Tuesday, May 14, 2013

'RESURGENT INDIA IS POWERLESS TO BE BORN'

By Aneeta Chakrabarty (Guest Writer)

A hoarding on a snaking freeway says it all, “God save India.” To this one could easily add, which India? India of the rural poor or the urban poor, the baniyas or the brahmins, adivasis or the tribes of the Northeast, Christians or the Muslims? You get the picture – a house divided, with world views that face different directions, and with grievances that breathe the sordid tale of callousness.
Over sixty years of rubbish from the ruling party with its poisonous ideology of “Dynasty first, country last” has rigged the system to ensure their success with such divisions. The flag may stitch us all together, but the rulers with a lethal win-at-all-cost weapon, has slashed the fabric of the flag into pieces. Even though the nation is broken into several islands of caste, and the community is blazing with anger and hurt, their divided cries fail to stare down the arrogance of the rich brown Mughals.

Therefore, when a meddling neighbor blows up our malls, our trains or intrudes into our territory, the response is not a booming voice united in rage but a cacophony of sounds emanating from the quixotic caravan of peace, the shrill voices of the human rights dimwits, or the Zen like silence of the rogue administration. The deafening silence of the rural hinterlands is not even missed as they crouch outside the tent of privileged India, their existence beyond the radar of the country.

Take the example of the adivasis. He may rise from his lowly seat and lay claim to his father’s lands and fight land sharks to do so. But he fights his battles alone and his voice goes unheard. The sold out media is more interested in its TRP ratings and trivia, the crooked police side with the man who has the gold and justice lies in an eternal coma.

The urban poor fight the dead-end trajectory of marginalized and hopeless lives. But their group also fights alone, as their voices are drowned by society’s hate for the poor, or the intimidating tools of state repression, the police or the CBI. The tragic case of Satyajit Mondol, a poor schoolboy of West Bengal who only asked for better food pilfered by the teachers, demonstrates the impunity with which the hounds of repression are let loose on the powerless and the poor. 

The frail little boy was mercilessly beaten and hanged by his masters, the very same teachers who were supposed to feed him his mid-day meal instead of stealing it. And, therefore the deprived and the destitute go about their daily grind, quietly seething amidst a riot of flies, mounting garbage, stinking toilets, and take their raging hunger to bed night after night.

In the vast hinterlands of rural India, over 75% of India lives and endures the feudalistic, caste-bound societies where parentage is destiny. They seek to escape its intimidating ethos where the Sarpanch’s humanity shines in such glittering acts as raping women for opposing child marriages or chopping hands for building schools. Yet the rural poor also battle alone as the goons of the landlord storm into their lives, torch their homes, destroy their crops, hang their men, and their political mentors ensure that their voices do not escape the terrain of the landlord, in spite of over 100,000 suicides by farmers between 1997 and 2007.

The relatively well-off middle and upper classes which can provide the civic ballast of society and is empowered to make changes is brainwashed into passive acceptance of the status quo, as their energies are diverted into money making and high living. Ever willing to fight the government from the anonymous comfort of the world-wide-web, they would rather put up with leaky infrastructure and recurrent power failures, than vote for change by braving the hot sun or the cold rain. Their social nationalism is no substitute for action. They choose not to fight and even if they do, the powers in charge ensure their voices are divided and feeble.
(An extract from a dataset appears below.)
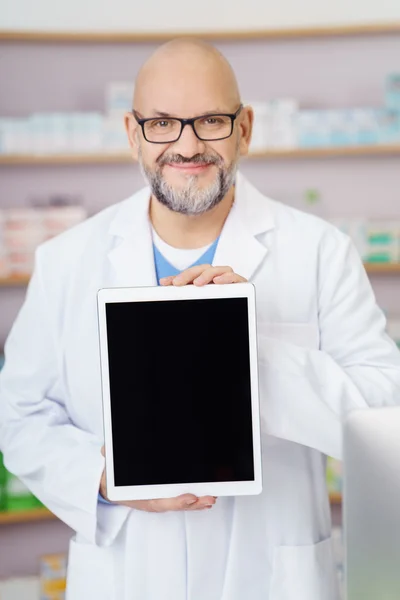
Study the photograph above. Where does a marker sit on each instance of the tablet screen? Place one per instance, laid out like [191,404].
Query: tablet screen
[180,391]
Hence if the Taj Mahal hotel is blown up and parts of urban India seethes with rage, the rural folk only ask, “terror, what terror?” We live with such terror every day - when the zamindar makes us lick his boots or decides to take any woman for his pleasure, when the police destroy our shanties, book us on false pretexts for stealing, or when they steal the water that gives life to the land. When 80 percent of rural India is beyond the radar of the connected and the empowered 20 % of India, they choose to remain anonymous as they face terror from the same 20% of the people who are connected either by trade or politics to the powerful landlords or other power centers such as heartless moneylenders.

The wrenching divide between the gangster ravaged badlands of rural India and the vocal, demanding voices of the privileged is a lethal wedge that will get bigger and bigger. Eventually the resulting vacuum will be filled up by undesirable alternatives such as the Maoists or the dacoits.

Unless society’s winners develop a social conscience and learn to give back to society, there will always be two or more India’s working against each other’s interests and eventually against the national interest. This includes the rich NRIs who gives 20 crores to rich temples rather than opening schools or soup kitchens for the poor. And the crony capitalists in 20 storey mansions who would splurge on 60 million dollar weddings rather than give to hospitals or research institutions.

Unless all these privileged classes, for whom fate has pushed the right buttons do not open the way for the meritorious, the just or the deprived, a powder-keg will be brewing in the slums. And nobody can escape the fury of its whirling fires.

As long as wild inequality prevails and justice lies in the twilight zone, resurgent India will be powerless to be born.